Taşeron çalıştırmanın rutin sonucu; iş kazaları – Dr. Coşkun Canıvar*
Spread the love

65 yaşındaki bir işçiyi, hastane çatısında (!) hiçbir güvenlik önlemi almadan, işin risklerini değerlendirmeden çalıştırmanın sonucunda meydana gelen olay “kader” midir yoksa “Başkasını bilerek tehlikeye atmak” mıdır, “talihsizlik” midir yoksa “taksirle insan yaralamak” mıdır? Yaş itibariyle emekli olması geren bir insanı oluşturduğunuz sosyal koşullarda çalışmak zorunda bırakmak “istihdam politikası” mıdır yoksa “insan onuruna saldırı” mıdır?

İstanbul Fizik Tedavi ve Rehabilitasyon Eğitim ve Araştırma Hastanesi’nde taşeron temizlik şirketi bünyesinde çalıştırılan 65 yaşındaki Mehmet Abbasoğlu 27 Eylül 2013 tarihinde öğle tatili esnasında hastane çatısında ağaç budama işi yaparken yaklaşık 6 metre yükseklikten düştü. Kafa travmasına bağlı beyin kanaması geçirdiği öğrenilen Mehmet Abbasoğlu, Bakırköy Dr. Sadi Konuk Eğitim ve Araştırma Hastanesi’de yoğun bakımda takip ediliyor. Halen bilinci kapalı olan Mehmet Abbasoğlu’nun hayati tehlikesi devam ediyor.

Özel sektörün neredeyse tüm işkollarında temel istihdam yöntemi haline gelen taşeron çalıştırma kamuda sayısı yüz binlerle ifade edilecek boyutlara ulaştı. Sağlık Bakanlığı 100 binin üzerinde taşeron çalışanı ile bu alanda başı çekiyor. Kışkırtılmış sağlık talebi karşısında sağlık emekgücü yetersiz kalan hastaneler, çözümü daha az kişiye daha çok iş yaptırarak emek yoğun çalıştırma ve tüm bunları da hizmet satın alarak çalıştırdığı taşeron işçilere yaptırma gibi politikalarda buluyor.
Çok düşük maaşlarla, yıllık izinlerini dahi çoğu zaman alamadan, aylık 240 saatin üzerinde uzun sürelerle çalıştırılan taşeron işçiler aynı zamanda iş kazaları ve meslek hastalıklarıyla boğuşuyor. Alt işverene bağlı çalıştırma; iş yerlerini, iş kazalarına bağlı sakatlıkların, iş cinayetlerinin ve meslek hastalıklarının artık rutinleştiği ve doğal sayıldığı ortamlara dönüştürdü.
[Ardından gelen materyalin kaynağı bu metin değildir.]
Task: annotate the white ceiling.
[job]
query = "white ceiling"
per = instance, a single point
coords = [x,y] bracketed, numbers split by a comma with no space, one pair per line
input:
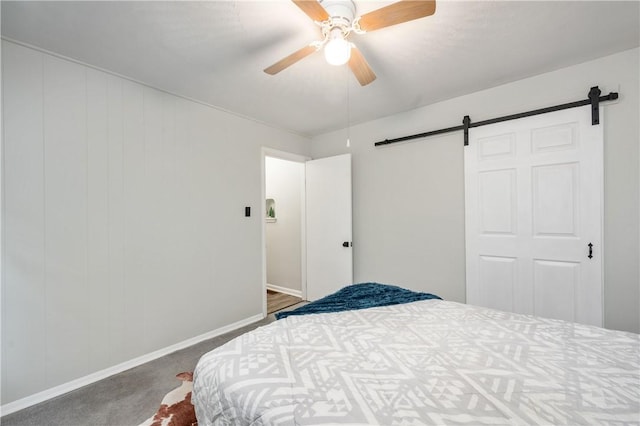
[215,51]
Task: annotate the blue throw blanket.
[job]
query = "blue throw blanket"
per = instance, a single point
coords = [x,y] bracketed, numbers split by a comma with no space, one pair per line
[359,296]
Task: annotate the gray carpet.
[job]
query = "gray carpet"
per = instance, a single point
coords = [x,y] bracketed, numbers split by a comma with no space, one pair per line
[125,399]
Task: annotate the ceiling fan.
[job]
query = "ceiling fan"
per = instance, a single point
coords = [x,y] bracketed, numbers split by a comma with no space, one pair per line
[337,19]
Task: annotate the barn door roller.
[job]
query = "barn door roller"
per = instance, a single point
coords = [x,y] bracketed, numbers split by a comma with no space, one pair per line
[593,99]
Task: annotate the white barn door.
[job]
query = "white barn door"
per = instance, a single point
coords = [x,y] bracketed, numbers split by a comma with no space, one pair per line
[533,216]
[329,226]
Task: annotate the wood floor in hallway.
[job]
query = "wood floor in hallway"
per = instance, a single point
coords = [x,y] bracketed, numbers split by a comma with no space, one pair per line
[277,301]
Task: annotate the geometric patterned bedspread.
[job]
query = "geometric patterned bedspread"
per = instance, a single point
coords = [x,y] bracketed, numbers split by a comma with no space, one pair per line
[421,363]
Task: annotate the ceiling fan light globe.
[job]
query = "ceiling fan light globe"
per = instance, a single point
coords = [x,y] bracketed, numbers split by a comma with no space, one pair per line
[337,51]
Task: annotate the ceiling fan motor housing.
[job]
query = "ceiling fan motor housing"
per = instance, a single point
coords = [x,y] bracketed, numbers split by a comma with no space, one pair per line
[341,13]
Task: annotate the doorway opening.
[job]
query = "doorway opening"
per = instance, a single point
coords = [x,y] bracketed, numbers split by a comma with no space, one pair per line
[284,241]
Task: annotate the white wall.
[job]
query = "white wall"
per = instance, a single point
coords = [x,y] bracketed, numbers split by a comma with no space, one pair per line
[409,197]
[284,181]
[124,220]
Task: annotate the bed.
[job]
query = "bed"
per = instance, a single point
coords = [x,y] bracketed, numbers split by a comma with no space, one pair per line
[423,362]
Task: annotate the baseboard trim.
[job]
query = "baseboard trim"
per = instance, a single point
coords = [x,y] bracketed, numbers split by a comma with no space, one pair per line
[290,292]
[47,394]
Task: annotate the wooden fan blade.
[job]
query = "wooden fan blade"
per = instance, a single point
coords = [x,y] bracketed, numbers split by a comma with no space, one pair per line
[397,13]
[313,9]
[360,67]
[290,60]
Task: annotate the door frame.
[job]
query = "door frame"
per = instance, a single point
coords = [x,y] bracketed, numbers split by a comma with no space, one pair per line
[283,155]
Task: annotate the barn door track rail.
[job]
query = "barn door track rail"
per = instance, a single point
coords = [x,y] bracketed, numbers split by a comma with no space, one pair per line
[593,99]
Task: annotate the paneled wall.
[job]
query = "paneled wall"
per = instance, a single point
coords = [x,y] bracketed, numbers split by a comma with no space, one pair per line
[123,219]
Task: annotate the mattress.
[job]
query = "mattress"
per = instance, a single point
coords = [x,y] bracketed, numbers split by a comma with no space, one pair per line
[426,362]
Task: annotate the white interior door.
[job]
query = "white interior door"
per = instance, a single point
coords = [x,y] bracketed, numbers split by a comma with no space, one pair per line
[329,253]
[533,195]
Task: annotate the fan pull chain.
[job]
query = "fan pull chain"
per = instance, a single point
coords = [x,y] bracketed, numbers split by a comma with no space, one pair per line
[348,111]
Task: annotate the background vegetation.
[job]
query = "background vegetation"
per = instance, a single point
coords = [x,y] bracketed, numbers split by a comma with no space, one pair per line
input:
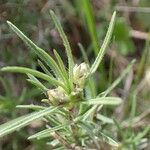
[85,22]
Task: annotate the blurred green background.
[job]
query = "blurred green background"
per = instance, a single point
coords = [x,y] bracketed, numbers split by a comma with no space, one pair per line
[86,22]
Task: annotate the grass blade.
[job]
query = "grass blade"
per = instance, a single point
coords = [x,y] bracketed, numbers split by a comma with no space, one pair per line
[104,101]
[104,45]
[23,121]
[90,23]
[108,140]
[66,44]
[120,78]
[35,73]
[46,133]
[40,52]
[31,106]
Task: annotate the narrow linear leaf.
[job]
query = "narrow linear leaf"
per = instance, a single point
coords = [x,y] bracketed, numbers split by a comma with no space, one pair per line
[66,44]
[40,52]
[36,82]
[104,45]
[84,55]
[104,101]
[61,64]
[23,121]
[46,133]
[35,73]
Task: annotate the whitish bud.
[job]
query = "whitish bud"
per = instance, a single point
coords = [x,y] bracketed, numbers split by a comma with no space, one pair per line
[56,95]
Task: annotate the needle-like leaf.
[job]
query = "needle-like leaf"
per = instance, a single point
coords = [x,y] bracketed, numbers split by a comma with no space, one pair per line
[66,44]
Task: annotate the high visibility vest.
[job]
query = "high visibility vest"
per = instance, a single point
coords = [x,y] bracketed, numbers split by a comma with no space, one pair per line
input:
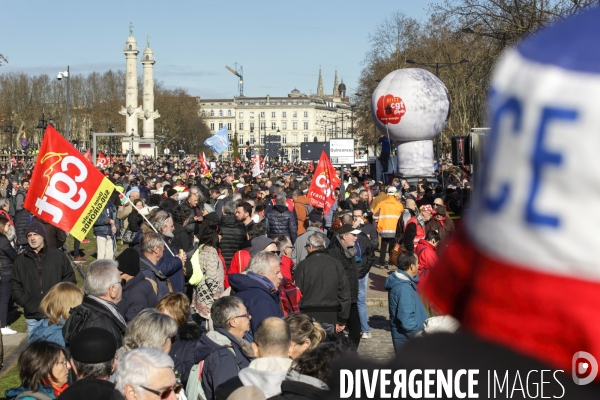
[420,232]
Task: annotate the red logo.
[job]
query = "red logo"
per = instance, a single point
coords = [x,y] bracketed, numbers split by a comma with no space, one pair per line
[390,109]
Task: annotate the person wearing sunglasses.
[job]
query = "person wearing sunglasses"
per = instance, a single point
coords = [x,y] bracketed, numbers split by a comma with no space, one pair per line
[146,374]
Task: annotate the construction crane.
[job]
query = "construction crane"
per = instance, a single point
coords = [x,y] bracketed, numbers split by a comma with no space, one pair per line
[239,72]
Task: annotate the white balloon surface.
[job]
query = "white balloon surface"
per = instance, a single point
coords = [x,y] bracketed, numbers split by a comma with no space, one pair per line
[410,104]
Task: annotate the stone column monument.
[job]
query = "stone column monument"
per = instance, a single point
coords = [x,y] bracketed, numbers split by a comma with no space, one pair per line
[149,114]
[131,109]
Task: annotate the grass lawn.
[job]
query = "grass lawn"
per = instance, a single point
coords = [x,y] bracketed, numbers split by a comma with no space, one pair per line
[11,379]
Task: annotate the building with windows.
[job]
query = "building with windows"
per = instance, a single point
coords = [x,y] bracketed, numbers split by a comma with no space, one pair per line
[295,118]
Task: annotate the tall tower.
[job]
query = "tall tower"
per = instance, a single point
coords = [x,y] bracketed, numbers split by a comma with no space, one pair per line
[336,92]
[320,85]
[131,109]
[149,114]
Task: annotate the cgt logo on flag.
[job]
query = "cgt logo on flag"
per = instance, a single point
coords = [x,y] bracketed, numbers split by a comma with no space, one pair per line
[584,364]
[66,190]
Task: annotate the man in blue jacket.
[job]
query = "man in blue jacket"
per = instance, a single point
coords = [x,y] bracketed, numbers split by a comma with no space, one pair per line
[223,350]
[259,288]
[407,313]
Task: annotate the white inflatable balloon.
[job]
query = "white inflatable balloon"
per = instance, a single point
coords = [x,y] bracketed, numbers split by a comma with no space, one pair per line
[411,106]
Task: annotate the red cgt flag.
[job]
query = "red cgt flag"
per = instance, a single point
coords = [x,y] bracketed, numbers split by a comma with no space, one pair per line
[321,192]
[65,189]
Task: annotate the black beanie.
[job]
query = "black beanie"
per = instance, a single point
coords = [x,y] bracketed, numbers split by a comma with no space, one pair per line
[36,226]
[129,262]
[93,346]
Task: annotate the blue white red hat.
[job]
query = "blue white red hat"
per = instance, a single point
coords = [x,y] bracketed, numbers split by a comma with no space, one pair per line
[526,272]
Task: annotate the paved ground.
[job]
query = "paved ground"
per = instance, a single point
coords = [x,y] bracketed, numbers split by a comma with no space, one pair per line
[380,347]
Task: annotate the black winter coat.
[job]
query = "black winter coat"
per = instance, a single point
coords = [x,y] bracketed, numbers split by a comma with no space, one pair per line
[335,250]
[7,256]
[282,221]
[138,294]
[29,282]
[93,314]
[323,283]
[183,349]
[368,258]
[300,391]
[233,235]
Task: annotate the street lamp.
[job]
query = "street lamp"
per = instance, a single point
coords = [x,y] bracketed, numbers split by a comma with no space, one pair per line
[437,67]
[111,129]
[65,74]
[10,128]
[91,142]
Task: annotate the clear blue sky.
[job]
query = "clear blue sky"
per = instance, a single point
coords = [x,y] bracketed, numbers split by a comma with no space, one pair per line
[280,44]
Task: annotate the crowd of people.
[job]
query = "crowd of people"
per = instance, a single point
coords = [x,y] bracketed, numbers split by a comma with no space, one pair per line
[217,284]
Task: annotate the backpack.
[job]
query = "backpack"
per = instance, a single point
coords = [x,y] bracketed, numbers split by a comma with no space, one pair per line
[160,283]
[194,389]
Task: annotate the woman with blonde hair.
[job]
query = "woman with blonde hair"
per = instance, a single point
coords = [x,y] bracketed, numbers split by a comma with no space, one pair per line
[56,306]
[306,334]
[177,306]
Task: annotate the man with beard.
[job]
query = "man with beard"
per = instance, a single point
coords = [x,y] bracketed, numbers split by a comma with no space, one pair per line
[171,263]
[342,248]
[35,271]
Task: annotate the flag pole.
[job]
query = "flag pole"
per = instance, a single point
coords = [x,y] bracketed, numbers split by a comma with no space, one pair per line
[146,219]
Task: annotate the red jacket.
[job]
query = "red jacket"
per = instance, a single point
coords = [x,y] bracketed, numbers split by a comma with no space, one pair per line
[427,256]
[286,266]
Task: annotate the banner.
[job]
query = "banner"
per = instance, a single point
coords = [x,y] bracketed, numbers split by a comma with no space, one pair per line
[66,190]
[219,142]
[321,191]
[258,165]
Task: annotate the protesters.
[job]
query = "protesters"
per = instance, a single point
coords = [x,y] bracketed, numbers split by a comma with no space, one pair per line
[259,288]
[92,361]
[56,307]
[223,350]
[27,285]
[407,313]
[138,292]
[103,292]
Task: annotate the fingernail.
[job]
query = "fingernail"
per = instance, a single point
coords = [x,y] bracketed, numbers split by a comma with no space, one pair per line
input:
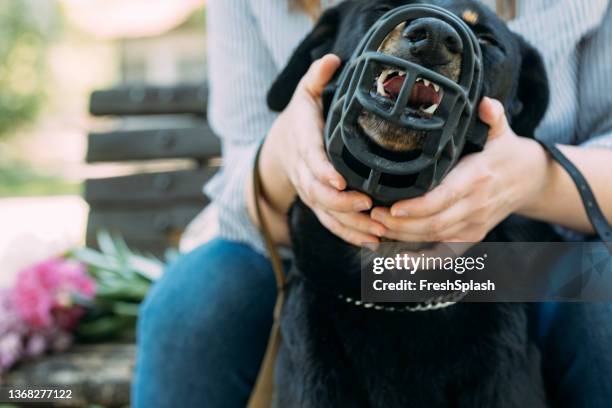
[361,205]
[379,232]
[398,213]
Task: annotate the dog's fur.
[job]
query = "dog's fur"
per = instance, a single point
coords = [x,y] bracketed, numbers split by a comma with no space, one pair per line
[469,355]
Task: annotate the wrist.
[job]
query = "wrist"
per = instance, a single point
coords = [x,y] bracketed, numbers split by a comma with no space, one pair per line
[535,177]
[278,189]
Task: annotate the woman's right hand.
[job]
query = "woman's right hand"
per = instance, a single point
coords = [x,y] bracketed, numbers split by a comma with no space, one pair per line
[295,144]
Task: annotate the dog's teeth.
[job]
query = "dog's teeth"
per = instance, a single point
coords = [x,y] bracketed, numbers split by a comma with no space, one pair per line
[432,109]
[380,88]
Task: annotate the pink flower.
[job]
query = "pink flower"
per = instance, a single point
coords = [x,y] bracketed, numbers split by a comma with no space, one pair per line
[43,293]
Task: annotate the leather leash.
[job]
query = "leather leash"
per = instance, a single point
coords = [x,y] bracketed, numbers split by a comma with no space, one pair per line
[262,394]
[597,218]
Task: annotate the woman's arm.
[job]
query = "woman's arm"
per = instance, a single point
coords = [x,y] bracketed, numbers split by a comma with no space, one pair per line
[559,202]
[240,68]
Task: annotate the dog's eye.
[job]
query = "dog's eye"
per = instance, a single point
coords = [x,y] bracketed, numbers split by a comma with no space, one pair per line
[487,40]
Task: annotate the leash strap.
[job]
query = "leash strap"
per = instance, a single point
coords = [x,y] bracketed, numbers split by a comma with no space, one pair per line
[261,397]
[596,216]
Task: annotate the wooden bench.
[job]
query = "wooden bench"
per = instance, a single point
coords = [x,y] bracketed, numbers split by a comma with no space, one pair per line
[150,209]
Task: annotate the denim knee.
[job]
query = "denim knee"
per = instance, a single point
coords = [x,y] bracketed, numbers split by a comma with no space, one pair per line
[203,328]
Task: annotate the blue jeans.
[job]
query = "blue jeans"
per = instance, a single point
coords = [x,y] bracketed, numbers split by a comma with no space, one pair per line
[203,330]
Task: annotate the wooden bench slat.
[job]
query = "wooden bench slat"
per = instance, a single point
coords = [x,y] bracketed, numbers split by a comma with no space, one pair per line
[149,100]
[149,189]
[197,143]
[143,223]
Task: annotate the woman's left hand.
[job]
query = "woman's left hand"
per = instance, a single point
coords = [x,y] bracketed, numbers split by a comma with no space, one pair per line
[482,189]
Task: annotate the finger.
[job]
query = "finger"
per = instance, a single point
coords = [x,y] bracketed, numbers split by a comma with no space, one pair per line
[437,200]
[316,193]
[359,221]
[349,235]
[320,166]
[491,112]
[319,74]
[440,251]
[432,224]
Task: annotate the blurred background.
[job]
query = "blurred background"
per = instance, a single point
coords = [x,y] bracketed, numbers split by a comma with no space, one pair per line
[53,56]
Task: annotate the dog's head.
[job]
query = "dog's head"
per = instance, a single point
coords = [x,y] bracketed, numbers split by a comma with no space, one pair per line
[513,70]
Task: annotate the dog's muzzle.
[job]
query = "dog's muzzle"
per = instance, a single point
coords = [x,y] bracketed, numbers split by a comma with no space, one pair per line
[452,130]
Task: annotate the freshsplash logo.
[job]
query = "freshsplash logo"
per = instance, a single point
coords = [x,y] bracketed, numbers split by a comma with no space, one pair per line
[413,264]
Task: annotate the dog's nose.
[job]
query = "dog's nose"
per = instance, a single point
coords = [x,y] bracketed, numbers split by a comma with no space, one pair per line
[433,40]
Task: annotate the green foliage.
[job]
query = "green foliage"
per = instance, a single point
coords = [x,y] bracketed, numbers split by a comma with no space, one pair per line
[20,179]
[123,279]
[22,54]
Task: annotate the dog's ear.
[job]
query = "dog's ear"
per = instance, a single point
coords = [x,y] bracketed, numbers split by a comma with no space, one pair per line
[316,44]
[533,93]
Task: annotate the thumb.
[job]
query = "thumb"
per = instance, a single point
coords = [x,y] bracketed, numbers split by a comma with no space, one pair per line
[319,74]
[491,112]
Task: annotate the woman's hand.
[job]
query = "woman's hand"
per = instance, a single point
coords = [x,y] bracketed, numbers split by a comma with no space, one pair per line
[295,145]
[482,190]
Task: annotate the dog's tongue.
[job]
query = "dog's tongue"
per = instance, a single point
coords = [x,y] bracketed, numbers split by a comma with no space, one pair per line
[420,94]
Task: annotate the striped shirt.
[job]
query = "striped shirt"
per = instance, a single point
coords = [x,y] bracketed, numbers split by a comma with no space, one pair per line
[249,42]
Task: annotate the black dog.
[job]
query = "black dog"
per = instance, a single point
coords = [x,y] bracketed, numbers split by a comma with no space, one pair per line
[336,354]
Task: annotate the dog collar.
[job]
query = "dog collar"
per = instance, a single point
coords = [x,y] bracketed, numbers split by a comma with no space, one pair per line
[440,302]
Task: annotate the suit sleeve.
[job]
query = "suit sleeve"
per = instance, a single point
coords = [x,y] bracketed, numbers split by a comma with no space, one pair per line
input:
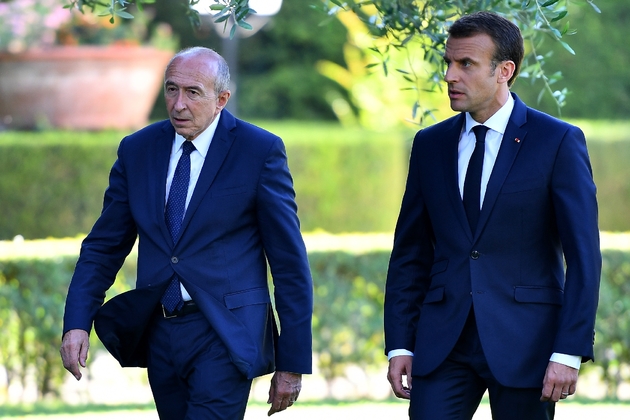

Taşeron çalıştırılan işçilerin görev tanımlamasının yapılmamış olması, adeta “joker” gibi hastanede sorun yaşanan her alanda çalıştırılmaları, yapılacak olan iş için risk değerlendirmelerinin yapılmamış olması, işçinin o işin barındırdığı risklere yönelik eğitim almamış olması ve kişisel ve çevresel hiçbir önlem alınmadan çalıştırıyor olması iş kazalarına açıkça zemin hazırlamaktadır. Tüm bunlara uzun çalışma süreleri ve işçilerin yaşadığı psikolojik baskılar (mobbing) de eklenince kazalar hayatın bir parçası olmaya başlamaktadır.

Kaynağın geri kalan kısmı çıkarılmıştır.